L’Hôtel-Dieu de Québec: la vie du Vieux

La dernière volte-face de Régis Labeaume pourrait en cacher une autre plus intéressante encore.

Le maire de Québec a en effet indiqué récemment qu’il penchait désormais pour le maintien de l’Hôtel-Dieu dans le Vieux-Québec. En mars, rappelons-le, il s’était dit favorable à son déménagement dans Limoilou. Il faut dire que Pauline Marois venait d’effectuer son étonnante sortie pour le déménagement, la construction d’un « hôpital neuf » ; sortie fondée sur aucune étude, mais qui avait eu l’effet de stopper net le projet de rénovation de l’hôpital, pourtant bien engagée depuis 2005. Depuis, le gouvernement a remis les boeufs devant la charrue, réclamant deux études pour évaluer sa décision. Et le voilà qui hésite. Normal, une de ces deux études a été remise au ministre et démontre que le projet de Limoilou (l’Enfant-Jésus) impliquerait d’importants coûts supplémentaires. Plus d’un milliard de plus, soutenait l’ancien ministre Yves Bolduc ; et cela ne comprend pas le changement de vocation de l’édifice de l’Hôtel-Dieu, soulignait-il, « autre facture de 500 à 600 millions ».

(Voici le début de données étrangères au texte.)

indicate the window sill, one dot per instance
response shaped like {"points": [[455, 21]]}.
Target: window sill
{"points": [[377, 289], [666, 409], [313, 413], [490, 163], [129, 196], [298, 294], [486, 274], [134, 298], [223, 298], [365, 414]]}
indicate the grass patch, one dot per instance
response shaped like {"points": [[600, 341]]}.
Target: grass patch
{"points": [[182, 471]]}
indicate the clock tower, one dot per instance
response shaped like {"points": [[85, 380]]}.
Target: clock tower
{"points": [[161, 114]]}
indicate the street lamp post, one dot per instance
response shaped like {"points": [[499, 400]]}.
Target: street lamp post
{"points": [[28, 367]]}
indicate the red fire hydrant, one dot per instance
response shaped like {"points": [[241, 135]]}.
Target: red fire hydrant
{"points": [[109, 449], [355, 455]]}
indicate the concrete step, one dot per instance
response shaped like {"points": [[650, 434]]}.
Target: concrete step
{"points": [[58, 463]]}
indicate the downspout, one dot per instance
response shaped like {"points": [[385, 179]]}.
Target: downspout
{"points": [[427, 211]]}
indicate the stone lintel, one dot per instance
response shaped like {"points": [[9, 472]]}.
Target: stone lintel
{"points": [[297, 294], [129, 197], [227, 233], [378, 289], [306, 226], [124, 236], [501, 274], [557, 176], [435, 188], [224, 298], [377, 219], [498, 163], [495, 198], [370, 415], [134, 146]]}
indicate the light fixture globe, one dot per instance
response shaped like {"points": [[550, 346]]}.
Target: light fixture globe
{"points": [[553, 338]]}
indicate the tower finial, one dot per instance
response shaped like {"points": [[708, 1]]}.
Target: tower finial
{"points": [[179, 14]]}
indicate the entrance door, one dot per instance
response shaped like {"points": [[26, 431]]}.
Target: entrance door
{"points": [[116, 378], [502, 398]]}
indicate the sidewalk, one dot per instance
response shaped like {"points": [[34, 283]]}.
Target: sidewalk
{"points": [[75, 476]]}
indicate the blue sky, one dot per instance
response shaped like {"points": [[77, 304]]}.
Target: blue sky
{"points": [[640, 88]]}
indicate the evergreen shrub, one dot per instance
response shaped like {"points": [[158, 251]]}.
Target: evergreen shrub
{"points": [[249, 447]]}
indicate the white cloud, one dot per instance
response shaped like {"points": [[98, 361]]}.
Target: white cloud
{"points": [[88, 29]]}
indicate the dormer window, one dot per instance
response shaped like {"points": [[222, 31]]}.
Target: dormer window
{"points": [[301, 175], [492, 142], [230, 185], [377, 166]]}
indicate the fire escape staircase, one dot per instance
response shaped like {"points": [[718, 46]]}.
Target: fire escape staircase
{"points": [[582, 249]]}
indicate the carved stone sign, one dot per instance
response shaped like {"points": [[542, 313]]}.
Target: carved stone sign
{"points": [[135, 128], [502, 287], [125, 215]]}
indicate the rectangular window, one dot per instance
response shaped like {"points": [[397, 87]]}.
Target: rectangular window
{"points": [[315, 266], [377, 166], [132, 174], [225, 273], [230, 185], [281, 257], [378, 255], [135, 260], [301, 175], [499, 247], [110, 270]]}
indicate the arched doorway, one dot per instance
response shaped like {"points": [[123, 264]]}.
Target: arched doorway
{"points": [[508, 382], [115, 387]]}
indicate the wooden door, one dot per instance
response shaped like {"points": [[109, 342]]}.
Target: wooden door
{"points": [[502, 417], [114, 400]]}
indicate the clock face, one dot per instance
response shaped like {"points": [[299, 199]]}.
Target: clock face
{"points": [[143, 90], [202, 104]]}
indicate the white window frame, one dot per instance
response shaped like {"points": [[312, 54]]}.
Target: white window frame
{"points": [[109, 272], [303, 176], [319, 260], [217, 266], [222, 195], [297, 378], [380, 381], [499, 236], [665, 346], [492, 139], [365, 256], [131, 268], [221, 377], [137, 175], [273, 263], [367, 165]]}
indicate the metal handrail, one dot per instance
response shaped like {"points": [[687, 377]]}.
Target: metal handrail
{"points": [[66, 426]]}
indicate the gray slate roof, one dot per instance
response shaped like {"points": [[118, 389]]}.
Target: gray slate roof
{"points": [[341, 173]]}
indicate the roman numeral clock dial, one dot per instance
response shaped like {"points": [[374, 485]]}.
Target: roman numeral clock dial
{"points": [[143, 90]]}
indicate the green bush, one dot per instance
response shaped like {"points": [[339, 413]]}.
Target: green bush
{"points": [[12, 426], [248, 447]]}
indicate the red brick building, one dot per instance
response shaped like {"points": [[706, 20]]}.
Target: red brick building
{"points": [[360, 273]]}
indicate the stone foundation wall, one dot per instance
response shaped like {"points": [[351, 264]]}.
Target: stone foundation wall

À cette inquiétude pour des coûts supplémentaires, le maire de Québec a ajouté que la conversion du cadavre immobilier de l’Hôtel-Dieu en bureaux pour fonctionnaires pourrait tarder. Entre-temps, les institutions d’enseignement multiséculaires du Vieux-Québec en pâtiraient, leurs inscriptions chuteraient. Hautain, le ministre de la Santé Réjean Hébert a rejeté ces préoccupations légitimes du revers de la main, soutenant qu’il ne baserait pas, lui, sa décision sur « l’achalandage de deux écoles ». Ce dernier oublie que le choix d’un emplacement est une décision urbanistique de taille. Les écoles pourraient en effet en souffrir ; mais avec elle, aussi, nombre d’autres dimensions qui font que le Vieux-Québec n’est pas encore totalement un Disneyland.

Et c’est là l’autre volte-face intéressante du maire : par ses propos, il a prouvé qu’il pouvait voir et traiter ce quartier « joyau du patrimoine » autrement que comme un décor pour activités festives ou sportives. C’est à marquer d’une pierre blanche.


 
2 commentaires
  • Éric Alvarez - Inscrit 28 août 2013 06 h 26

    Douce illusion!

    Je pense que vous vous bercez d'une douce illusion M. Robitaille.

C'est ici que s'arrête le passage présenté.